Dużo tego, do czego to może prowadzić?
Myślę, że koniec końców firmy zaczną szukać więcej projektów nie tylko w USA, ale też w Chinach i innych miejscach z szybszą ścieżką zatwierdzania badań i dużą populacją pacjentów. Na pewno pomogą nam też planowane restrykcje na wizy H1B – utrudnią budowanie zespołów R&D w USA i muszą oznaczać więcej zakupów technologii min. w Europie – w różnej formie poprzez zakup licencji, outsourcing, czy tworzenie nowych oddziałów amerykańskich koncernów.
To jest bez wątpienia szansa dla nas, gdzie projekty na etapie przedklinicznym i R&D można realizować dużo taniej outsourcing także stara się przyspieszyć zatwierdzanie badań klinicznych, aby zwiększyć swoją konkurencyjność. Możliwe mniejsze ceny leków w USA w przyszłości dla big pharm oznaczają, że projekty muszą być realizowane szybciej i taniej.
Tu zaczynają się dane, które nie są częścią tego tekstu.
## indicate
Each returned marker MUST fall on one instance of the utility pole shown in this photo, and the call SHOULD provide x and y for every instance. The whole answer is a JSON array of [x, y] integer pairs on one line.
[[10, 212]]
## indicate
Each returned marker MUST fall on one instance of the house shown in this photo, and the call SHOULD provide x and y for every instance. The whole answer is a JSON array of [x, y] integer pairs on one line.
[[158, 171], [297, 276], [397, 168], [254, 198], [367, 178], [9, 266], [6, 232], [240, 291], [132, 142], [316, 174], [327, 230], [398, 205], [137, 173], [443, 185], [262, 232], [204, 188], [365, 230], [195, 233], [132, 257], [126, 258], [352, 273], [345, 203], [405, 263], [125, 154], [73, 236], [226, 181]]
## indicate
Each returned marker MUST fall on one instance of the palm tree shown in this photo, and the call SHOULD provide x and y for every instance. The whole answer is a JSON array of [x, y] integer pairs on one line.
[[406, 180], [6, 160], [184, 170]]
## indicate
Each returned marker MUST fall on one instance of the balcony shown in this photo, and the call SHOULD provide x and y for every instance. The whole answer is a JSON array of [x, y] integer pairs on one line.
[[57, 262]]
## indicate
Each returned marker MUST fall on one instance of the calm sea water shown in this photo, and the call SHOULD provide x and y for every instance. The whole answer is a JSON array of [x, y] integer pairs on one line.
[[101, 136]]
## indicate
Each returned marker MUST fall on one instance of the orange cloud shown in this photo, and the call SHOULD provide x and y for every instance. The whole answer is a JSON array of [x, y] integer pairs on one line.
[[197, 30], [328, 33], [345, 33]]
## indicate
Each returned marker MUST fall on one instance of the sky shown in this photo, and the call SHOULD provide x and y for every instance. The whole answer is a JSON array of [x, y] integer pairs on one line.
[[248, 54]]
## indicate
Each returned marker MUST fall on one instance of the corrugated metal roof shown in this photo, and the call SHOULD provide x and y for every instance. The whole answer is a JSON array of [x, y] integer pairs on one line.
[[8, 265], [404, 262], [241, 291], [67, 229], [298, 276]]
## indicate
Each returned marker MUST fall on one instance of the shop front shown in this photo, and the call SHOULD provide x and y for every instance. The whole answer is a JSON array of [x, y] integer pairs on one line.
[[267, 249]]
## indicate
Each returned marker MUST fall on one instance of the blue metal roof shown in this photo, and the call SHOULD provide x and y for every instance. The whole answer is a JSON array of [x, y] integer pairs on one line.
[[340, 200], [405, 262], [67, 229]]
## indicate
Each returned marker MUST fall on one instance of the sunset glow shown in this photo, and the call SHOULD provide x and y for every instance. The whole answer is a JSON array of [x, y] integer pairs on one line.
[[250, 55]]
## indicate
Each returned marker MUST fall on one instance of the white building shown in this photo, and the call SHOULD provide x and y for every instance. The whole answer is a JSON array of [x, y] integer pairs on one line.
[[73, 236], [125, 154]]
Potrzebujemy przyspieszenia procedur, łatwiejszego dostępu do kapitału i przede wszystkim sukcesów. Myślę, że w nowej rzeczywistości dla procesu drug discovery polska biotechnologia może się odnajdywać bardzo dobrze, potrzebujemy tylko wsparcia na poziomie regulacyjnym i rządowym.